Un béluga portant un harnais, apparu en Norvège en 2019, suscitant des spéculations sur le fait qu’il s’agissait d’un espion entraîné par la marine russe, est apparu au large des côtes suédoises, a indiqué lundi une organisation qui le suit.

Découverte pour la première fois dans la région du Finnmark, à l’extrême nord de la Norvège, la baleine a passé plus de trois ans à descendre lentement la moitié supérieure du littoral norvégien, avant d’accélérer soudainement ces derniers mois pour couvrir la seconde moitié et se rendre en Suède.

Dimanche, elle a été observée à Hunnebostrand, au large de la côte sud-ouest de la Suède.

« Nous ne savons pas pourquoi il a accéléré si vite en ce moment », d’autant qu’il s’éloigne « très rapidement de son environnement naturel », a déclaré à l’AFP Sebastian Strand, biologiste marin de l’organisation OneWhale.

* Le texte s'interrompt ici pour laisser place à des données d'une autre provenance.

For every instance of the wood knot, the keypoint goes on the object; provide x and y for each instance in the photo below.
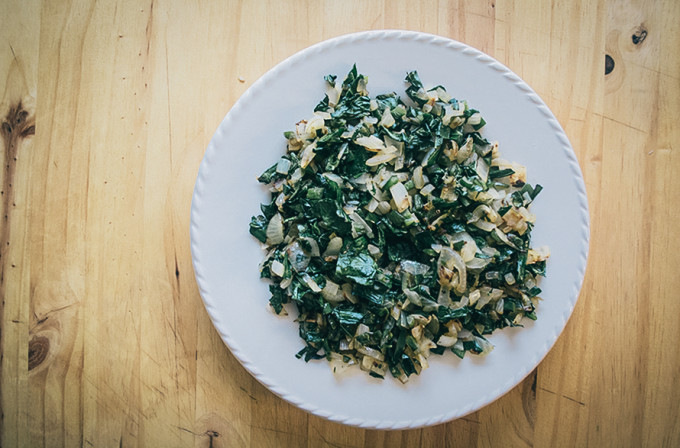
(608, 64)
(18, 124)
(639, 35)
(38, 349)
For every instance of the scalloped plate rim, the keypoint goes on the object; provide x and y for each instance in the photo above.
(196, 236)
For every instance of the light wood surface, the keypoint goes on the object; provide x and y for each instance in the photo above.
(106, 110)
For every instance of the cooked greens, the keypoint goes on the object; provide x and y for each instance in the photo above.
(397, 230)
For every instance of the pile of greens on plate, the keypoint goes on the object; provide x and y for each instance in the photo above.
(397, 230)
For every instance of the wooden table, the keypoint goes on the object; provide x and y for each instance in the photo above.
(106, 110)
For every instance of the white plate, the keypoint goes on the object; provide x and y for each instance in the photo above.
(227, 194)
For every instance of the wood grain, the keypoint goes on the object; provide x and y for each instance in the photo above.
(106, 109)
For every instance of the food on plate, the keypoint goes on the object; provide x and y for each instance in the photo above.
(397, 230)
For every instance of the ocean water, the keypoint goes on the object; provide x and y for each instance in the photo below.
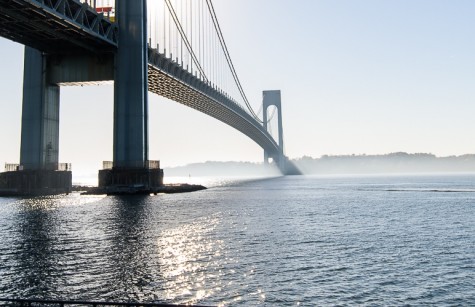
(285, 241)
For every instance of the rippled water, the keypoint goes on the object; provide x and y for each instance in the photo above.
(281, 241)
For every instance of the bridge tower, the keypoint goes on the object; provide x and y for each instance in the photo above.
(131, 166)
(272, 98)
(39, 171)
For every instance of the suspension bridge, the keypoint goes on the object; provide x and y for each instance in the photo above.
(173, 48)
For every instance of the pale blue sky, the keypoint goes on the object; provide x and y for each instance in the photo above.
(356, 77)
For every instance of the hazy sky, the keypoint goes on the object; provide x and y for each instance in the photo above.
(356, 77)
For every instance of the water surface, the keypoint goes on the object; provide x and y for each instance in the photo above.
(380, 240)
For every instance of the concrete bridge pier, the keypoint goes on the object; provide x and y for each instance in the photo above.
(131, 167)
(39, 171)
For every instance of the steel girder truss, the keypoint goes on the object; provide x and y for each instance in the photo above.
(168, 79)
(57, 26)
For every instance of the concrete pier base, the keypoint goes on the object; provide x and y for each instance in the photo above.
(128, 181)
(35, 182)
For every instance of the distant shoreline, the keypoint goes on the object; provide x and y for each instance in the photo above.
(392, 163)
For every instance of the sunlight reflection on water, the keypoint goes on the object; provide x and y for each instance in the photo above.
(278, 242)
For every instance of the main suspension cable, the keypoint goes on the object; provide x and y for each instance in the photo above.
(185, 39)
(228, 59)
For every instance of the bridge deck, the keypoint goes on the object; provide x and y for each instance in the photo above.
(57, 26)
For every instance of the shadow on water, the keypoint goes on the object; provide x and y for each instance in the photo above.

« Ce sont peut-être les hormones qui le poussent à trouver une compagne. Ou bien c’est la solitude, car les bélugas sont une espèce très sociale – il est possible qu’il cherche d’autres bélugas ».

Selon Strand, le béluga, qui aurait entre 13 et 14 ans, est « à un âge où ses hormones sont très élevées ».

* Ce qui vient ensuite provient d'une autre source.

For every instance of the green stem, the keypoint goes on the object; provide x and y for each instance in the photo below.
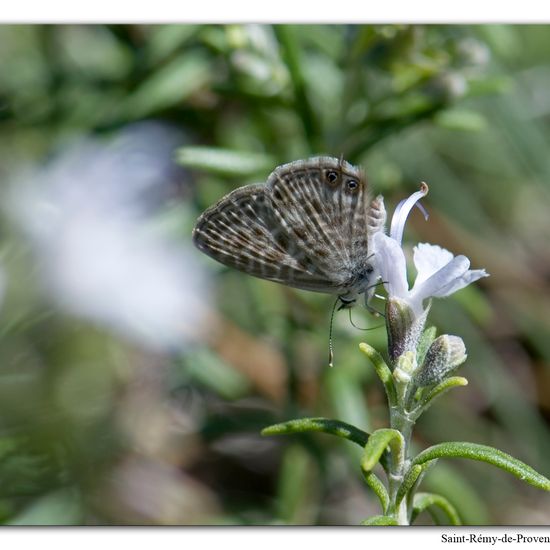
(403, 422)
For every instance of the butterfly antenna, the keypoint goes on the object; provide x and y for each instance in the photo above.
(359, 328)
(330, 348)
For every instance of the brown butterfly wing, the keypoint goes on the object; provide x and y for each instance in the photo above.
(241, 231)
(322, 207)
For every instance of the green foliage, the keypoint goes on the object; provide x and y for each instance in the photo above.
(88, 418)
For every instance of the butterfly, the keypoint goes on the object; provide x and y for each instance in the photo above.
(310, 226)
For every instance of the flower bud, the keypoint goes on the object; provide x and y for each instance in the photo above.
(405, 368)
(404, 327)
(444, 355)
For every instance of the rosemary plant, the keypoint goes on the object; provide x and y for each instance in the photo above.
(419, 368)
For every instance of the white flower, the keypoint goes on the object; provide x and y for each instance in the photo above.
(439, 273)
(91, 217)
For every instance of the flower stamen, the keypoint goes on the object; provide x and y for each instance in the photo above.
(403, 210)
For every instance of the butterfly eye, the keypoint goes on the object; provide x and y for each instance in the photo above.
(332, 176)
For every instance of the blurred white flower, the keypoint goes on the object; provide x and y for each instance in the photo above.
(89, 215)
(439, 273)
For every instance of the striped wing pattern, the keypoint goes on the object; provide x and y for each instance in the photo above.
(306, 227)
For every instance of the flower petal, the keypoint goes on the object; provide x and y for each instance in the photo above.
(444, 281)
(429, 258)
(469, 277)
(392, 265)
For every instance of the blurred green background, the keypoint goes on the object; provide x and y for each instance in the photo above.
(116, 406)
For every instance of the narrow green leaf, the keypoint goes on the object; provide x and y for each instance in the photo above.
(288, 37)
(423, 501)
(325, 425)
(169, 85)
(224, 161)
(374, 482)
(441, 388)
(410, 479)
(376, 445)
(484, 453)
(380, 520)
(382, 370)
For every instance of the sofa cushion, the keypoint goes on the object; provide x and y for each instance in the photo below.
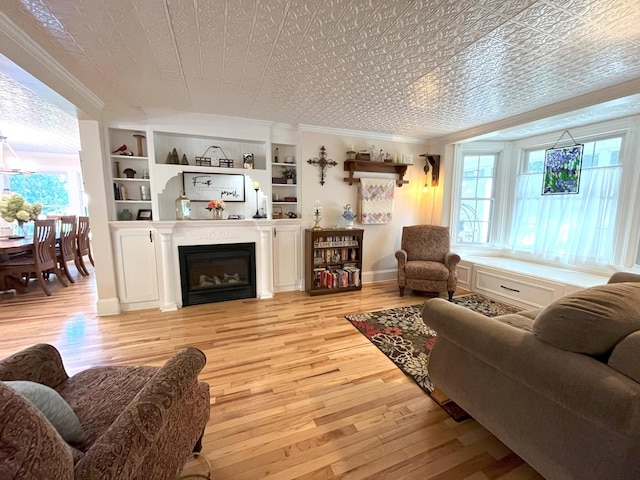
(591, 321)
(53, 407)
(624, 357)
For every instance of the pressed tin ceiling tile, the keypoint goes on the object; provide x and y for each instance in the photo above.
(419, 68)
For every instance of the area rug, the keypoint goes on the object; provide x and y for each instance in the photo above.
(401, 334)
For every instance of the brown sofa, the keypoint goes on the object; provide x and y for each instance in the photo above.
(138, 422)
(560, 386)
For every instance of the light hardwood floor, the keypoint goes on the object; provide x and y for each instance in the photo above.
(296, 391)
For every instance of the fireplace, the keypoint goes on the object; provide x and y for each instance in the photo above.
(215, 273)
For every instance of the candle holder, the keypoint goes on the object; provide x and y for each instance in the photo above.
(257, 215)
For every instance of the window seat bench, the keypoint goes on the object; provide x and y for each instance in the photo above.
(521, 283)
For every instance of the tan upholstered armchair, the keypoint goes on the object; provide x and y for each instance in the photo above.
(425, 262)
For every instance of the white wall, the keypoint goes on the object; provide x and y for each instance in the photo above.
(411, 205)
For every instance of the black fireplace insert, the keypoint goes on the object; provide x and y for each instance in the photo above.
(216, 273)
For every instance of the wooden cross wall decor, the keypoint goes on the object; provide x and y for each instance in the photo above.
(323, 163)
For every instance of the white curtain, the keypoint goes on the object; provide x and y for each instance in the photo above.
(574, 229)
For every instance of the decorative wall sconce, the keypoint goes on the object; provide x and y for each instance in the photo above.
(323, 163)
(432, 162)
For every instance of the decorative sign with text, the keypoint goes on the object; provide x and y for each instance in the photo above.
(203, 187)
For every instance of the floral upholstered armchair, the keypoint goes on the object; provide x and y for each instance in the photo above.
(425, 262)
(116, 422)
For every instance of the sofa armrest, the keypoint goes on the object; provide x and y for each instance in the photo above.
(30, 447)
(620, 277)
(574, 381)
(39, 363)
(142, 429)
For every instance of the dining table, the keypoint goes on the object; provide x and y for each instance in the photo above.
(12, 246)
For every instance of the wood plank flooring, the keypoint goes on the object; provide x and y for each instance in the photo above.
(296, 391)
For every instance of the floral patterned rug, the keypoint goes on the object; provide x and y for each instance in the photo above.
(401, 334)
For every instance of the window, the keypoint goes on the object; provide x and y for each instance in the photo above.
(474, 212)
(50, 189)
(572, 228)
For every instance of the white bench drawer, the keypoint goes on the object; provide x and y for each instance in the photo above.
(516, 289)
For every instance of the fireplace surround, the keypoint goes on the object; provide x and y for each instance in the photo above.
(217, 272)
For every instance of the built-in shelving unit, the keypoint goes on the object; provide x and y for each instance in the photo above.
(284, 182)
(353, 166)
(128, 192)
(333, 260)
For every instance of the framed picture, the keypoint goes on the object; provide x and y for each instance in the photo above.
(202, 187)
(144, 214)
(247, 160)
(562, 168)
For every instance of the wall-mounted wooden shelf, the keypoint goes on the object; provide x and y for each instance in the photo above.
(353, 166)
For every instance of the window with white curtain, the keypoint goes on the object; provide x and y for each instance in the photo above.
(576, 229)
(473, 215)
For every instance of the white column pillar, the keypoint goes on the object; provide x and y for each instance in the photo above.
(168, 297)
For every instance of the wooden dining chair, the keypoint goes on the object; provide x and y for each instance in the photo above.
(40, 260)
(83, 246)
(66, 245)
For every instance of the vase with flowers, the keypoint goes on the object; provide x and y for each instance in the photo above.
(15, 209)
(349, 215)
(217, 207)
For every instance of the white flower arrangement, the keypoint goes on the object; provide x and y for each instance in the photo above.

La population de bélugas la plus proche se trouve cependant dans l’archipel du Svalbard, à l’extrême nord de la Norvège.

La baleine n’aurait pas vu un seul béluga depuis son arrivée en Norvège en avril 2019.

Les Norvégiens l’ont surnommée « Hvaldimir » – un jeu de mots sur le mot « baleine » en norvégien, hval, et un clin d’œil à son association présumée avec la Russie.

Lorsqu’il est apparu pour la première fois dans l’Arctique norvégien, les biologistes marins de la Direction norvégienne de la pêche lui ont retiré un harnais fabriqué par l’homme.

Le harnais était équipé d’une monture adaptée à une caméra d’action et les mots « Equipment St. Petersburg » étaient imprimés sur les fermoirs en plastique.

Les responsables de la Direction ont déclaré que Hvaldimir s’était peut-être échappé d’un enclos et qu’il avait peut-être été dressé par la marine russe, car il semblait être habitué aux humains.

Moscou n’a jamais réagi officiellement aux spéculations norvégiennes selon lesquelles la baleine pourrait être un « espion russe ».